Notice what doesn't get a mention in this speech?  Right first time.  Government entitlements.  The collapse of the lower-income family.  The retreat of lower-income men from work and marriage.  The penal marginal tax rates on the poor.  The credentialization of work.  The meddling of government in the credit system.

And that's leaving out other things.  Maybe the inequality growth in the 1980s was a delayed reaction to the corporatism of the 1950s and 1960s that fast-froze economic relations.  Maybe it had nothing to do with government, but just reflected the computer and information revolution.  Maybe there were just astonishing profit opportunities (remembering that profit is always unexpected gain) out there and chaps like Gates, Jobs, Dell, Hamm and Co. saw an opportunity and took it.  Notice that, except fort Bill Gates, son of a prominent lawyer, the others were relative nobodies: Jobs the adopted son of a mechanic and carpenter; Michael Dell the son of a stockbroker; Harold Hamm, CEO of Continental Resources, started out pumping gas, and often missed school to help pick cotton.
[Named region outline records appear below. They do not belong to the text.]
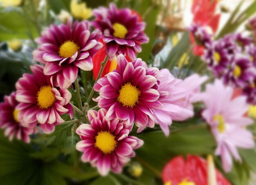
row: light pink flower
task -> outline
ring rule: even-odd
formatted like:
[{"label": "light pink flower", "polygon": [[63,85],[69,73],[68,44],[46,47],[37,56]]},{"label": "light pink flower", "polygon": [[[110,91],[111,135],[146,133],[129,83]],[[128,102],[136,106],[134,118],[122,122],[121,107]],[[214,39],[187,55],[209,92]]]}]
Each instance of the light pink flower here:
[{"label": "light pink flower", "polygon": [[94,85],[94,89],[99,92],[94,100],[99,107],[108,110],[108,120],[117,117],[127,124],[134,121],[137,127],[154,127],[150,109],[162,107],[158,100],[160,94],[156,90],[158,85],[155,76],[159,69],[146,69],[140,58],[128,62],[123,55],[117,57],[117,70],[100,78]]},{"label": "light pink flower", "polygon": [[67,113],[73,118],[71,94],[53,86],[52,78],[44,74],[43,67],[31,69],[34,74],[24,74],[16,84],[16,99],[20,103],[16,109],[23,117],[22,125],[33,127],[38,122],[43,131],[50,134],[55,125],[65,121],[61,115]]},{"label": "light pink flower", "polygon": [[182,80],[175,78],[168,69],[164,69],[160,70],[157,79],[159,82],[157,90],[160,93],[165,91],[168,94],[159,98],[163,104],[162,109],[151,111],[156,123],[159,125],[166,136],[168,136],[169,126],[171,125],[172,120],[182,121],[194,116],[191,103],[200,100],[200,85],[207,77],[194,74]]},{"label": "light pink flower", "polygon": [[18,104],[15,99],[16,93],[4,96],[4,102],[0,103],[0,128],[4,129],[4,135],[9,136],[10,140],[14,136],[19,140],[29,143],[29,135],[37,132],[36,127],[27,128],[20,124],[19,111],[16,109]]},{"label": "light pink flower", "polygon": [[89,22],[72,20],[67,25],[52,25],[36,40],[38,49],[32,53],[34,58],[45,65],[44,73],[53,76],[55,86],[67,89],[77,76],[78,69],[90,71],[93,67],[92,58],[102,47],[98,40],[99,30],[90,33]]},{"label": "light pink flower", "polygon": [[246,98],[240,96],[232,99],[233,91],[216,79],[213,85],[207,86],[202,95],[206,106],[202,115],[211,127],[218,145],[215,154],[220,155],[226,172],[231,170],[232,156],[241,160],[237,147],[254,146],[253,135],[245,128],[253,122],[245,116],[248,109]]},{"label": "light pink flower", "polygon": [[82,140],[76,146],[76,149],[83,152],[82,161],[90,162],[103,176],[110,169],[121,173],[124,165],[135,156],[133,150],[143,144],[142,140],[128,136],[133,124],[127,125],[117,118],[107,121],[106,114],[104,109],[99,112],[89,111],[91,125],[82,124],[76,129]]}]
But that's not the point.  The point is that government is force.  When you have decided that you don't need force to defend our borders, then you naturally turn to other things.  Like inequality.  And you never think that, wow, maybe our previous efforts at force haven't worked out too well.  You don't ever think of that.  Your mind just turns to increased taxes and increased entitlements.  And more regulation of the financial markets, which have been only recently wrecked by reckless government actions and subsidies.

Jonah Goldberg writes today that people are pretty commonsensical about local government.  But when we think about the federal government we get all religious:
we've come to see the federal government as some sort of mystical entity empowered to right all of the wrongs in society. If there's a problem, there "should" be a federal response, the costs or feasibility of that response be damned.
Notice the problem here.  We are mixing up church and state.  Mystical entities are supposed to be kept in churches.  Because government is force.  When you combine church and state and start legislating morality to "right all of the wrongs in society" then you get into trouble.

Government is about force.  Religion is about meaning.  When you mix the two you tend to get wars and crusades and the little people get crunched in the middle.

Assuming that you care about the little people.